Why does this work? Since a basis is necessarily square and all basis vectors are linearly independent per definition the matrix that represents the basis is invertible.
At university, one of my Profs was quite fond of the following notation: \[ <E, x> = x_E \\ <E, A> = A \\ <B, E> = B^{-1} \] While I did not like it at first, it is quite handy, if you want to quickly write down changes in basis and/or transformations from one vector space to another. All you have to do is make sure that the same letters are next to each other. Let’s look at an example.
Suppose we have a vector v with coordinates wrt. basis \(A\) and we want to transform it to coordinates wrt. basis \(B\):
\[ v_B = \overbrace{\underbrace{<B, E>}_{B^{-1}}\underbrace{<E, A>}_{A}}^{C}\underbrace{<A, v>}_{v_A} \] \(C\) is also called the change of basis matrix.

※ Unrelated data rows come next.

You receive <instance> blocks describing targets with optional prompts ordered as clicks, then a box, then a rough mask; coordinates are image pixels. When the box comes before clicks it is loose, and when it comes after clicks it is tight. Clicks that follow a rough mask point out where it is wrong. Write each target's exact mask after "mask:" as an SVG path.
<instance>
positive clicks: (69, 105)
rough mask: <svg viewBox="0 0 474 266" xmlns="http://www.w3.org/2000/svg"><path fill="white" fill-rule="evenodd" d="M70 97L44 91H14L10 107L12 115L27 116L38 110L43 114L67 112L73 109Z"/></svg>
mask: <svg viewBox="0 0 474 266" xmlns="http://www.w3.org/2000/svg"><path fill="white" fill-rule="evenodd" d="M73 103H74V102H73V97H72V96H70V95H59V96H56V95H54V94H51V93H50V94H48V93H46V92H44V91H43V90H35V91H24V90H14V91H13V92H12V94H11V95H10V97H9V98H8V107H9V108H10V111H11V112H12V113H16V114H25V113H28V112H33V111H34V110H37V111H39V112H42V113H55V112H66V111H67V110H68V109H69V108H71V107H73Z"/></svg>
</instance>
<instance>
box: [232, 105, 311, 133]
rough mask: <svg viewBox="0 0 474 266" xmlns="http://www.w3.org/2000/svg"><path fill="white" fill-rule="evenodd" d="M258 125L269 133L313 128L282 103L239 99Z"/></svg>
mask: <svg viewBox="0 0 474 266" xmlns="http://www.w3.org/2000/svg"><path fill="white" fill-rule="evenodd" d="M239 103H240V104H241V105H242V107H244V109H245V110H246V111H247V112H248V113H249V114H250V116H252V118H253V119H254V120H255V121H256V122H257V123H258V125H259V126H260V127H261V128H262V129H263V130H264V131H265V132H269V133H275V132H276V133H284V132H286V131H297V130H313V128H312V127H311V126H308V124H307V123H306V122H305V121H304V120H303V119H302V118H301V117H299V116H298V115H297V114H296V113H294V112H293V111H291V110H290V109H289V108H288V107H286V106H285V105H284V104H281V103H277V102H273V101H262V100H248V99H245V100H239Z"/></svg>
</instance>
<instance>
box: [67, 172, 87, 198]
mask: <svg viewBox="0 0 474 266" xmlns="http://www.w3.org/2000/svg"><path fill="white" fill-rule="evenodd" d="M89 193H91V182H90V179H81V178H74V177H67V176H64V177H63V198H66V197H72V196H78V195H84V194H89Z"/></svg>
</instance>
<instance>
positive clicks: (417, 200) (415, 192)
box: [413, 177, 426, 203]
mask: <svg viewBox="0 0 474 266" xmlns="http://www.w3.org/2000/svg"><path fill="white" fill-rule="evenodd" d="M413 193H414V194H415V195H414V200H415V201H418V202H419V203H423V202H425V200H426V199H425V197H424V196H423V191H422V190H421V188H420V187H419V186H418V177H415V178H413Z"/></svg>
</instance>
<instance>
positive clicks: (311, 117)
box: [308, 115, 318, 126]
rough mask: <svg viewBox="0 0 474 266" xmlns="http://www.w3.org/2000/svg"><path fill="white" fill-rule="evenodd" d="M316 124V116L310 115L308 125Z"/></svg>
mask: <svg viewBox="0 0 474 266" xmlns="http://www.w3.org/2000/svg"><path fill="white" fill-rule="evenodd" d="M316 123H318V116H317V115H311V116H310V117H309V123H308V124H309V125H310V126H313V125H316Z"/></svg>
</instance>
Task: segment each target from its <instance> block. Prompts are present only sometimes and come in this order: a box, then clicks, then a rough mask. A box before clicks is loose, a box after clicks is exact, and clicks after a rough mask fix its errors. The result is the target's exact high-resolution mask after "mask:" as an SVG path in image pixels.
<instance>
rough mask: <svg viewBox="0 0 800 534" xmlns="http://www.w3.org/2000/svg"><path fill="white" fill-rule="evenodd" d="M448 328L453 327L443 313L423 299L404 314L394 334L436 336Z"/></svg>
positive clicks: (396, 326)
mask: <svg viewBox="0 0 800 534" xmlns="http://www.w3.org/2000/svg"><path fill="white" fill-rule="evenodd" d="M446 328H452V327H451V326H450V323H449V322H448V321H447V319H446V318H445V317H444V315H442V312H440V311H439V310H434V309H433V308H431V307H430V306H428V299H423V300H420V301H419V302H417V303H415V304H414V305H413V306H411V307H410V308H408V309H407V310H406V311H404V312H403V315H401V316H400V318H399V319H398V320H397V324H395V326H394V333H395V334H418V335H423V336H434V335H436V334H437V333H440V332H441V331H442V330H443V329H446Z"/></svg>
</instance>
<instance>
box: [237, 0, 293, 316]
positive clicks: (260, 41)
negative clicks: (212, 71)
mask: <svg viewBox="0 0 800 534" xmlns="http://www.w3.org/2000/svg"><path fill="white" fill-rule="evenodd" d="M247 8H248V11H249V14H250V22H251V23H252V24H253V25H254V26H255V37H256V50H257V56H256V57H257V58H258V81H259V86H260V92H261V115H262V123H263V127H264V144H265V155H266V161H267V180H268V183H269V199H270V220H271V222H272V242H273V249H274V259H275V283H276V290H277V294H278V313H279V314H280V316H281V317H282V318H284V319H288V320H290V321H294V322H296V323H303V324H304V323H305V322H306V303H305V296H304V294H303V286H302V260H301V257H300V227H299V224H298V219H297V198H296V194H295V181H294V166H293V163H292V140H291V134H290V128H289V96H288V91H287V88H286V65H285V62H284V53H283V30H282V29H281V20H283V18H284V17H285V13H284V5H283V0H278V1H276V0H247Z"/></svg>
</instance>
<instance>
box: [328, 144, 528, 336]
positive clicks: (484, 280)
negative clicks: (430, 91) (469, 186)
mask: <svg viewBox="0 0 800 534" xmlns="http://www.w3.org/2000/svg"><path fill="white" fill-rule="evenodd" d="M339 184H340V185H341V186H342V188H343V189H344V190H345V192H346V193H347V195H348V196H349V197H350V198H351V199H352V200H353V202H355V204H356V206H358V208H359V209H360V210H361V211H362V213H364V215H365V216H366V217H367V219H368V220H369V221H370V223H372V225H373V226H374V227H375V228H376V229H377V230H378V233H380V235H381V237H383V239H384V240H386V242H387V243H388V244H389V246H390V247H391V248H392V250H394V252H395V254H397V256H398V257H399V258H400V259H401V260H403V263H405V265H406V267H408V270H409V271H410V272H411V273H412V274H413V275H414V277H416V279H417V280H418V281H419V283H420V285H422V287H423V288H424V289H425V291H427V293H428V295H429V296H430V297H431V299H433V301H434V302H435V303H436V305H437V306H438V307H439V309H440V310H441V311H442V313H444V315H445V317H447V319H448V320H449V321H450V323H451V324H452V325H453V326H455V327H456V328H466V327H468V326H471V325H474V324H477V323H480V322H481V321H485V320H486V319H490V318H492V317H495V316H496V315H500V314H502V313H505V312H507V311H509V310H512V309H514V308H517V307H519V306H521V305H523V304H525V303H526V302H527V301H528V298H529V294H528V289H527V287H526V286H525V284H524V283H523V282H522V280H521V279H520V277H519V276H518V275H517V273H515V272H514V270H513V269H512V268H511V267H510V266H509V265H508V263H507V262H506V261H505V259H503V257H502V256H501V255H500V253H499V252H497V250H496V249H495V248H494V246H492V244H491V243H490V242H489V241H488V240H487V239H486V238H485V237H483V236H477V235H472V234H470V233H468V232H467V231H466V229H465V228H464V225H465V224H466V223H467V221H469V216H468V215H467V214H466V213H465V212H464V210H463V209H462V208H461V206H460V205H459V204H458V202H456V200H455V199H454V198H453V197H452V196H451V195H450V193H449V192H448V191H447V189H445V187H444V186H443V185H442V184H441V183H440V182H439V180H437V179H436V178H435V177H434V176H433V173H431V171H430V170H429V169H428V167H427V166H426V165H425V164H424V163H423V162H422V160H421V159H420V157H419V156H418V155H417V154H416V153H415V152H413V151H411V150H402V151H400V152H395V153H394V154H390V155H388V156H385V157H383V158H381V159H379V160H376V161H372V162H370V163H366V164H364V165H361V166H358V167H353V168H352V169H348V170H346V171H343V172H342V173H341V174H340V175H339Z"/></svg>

The communtative diagram looks as follows: Let’s add a linear transformation to the mix: Suppose we have a vector space with basis \(A\) and another vector space with basis \(B\). There is a linear transformation that maps \(E_n\) to \(E_m\) called \(T\).
How can you find the change of basis matrix that takes you from \(A\) to \(B\)?
\[ v_B = <B, E_m>\underbrace{<E_m, T><T, E_n>}_{T_{E_n, E_m}}<E_n, A><A, v> \] The commutative diagram is the following: Maybe you are wondering:
But why all the fuss about how to change between different basis?
The answer is quite simple: Being able to change the representation of an object can be both computationally handy and offer new insights into the structure of objects.
Changes in basis are also what is called a ‘passive transformation’. While with active transformations we change objects in a given coordinate system (e.g. we rotate or project a vector), with passive transformations we change to coordinate system to get the same effect without changing the object. We merely change its representation. Checkout Wikipedia for some examples.
And last but not least, especially interesting for everyone involved in data analysis: PCA is at its core nothing else than a change in basis such that the coordinate system is rotated to align with the eigenvectors of the covariance matrix, pretty awesome, right?
I plan to write more about PCA in another post.
Hope you found this a little bit helpful.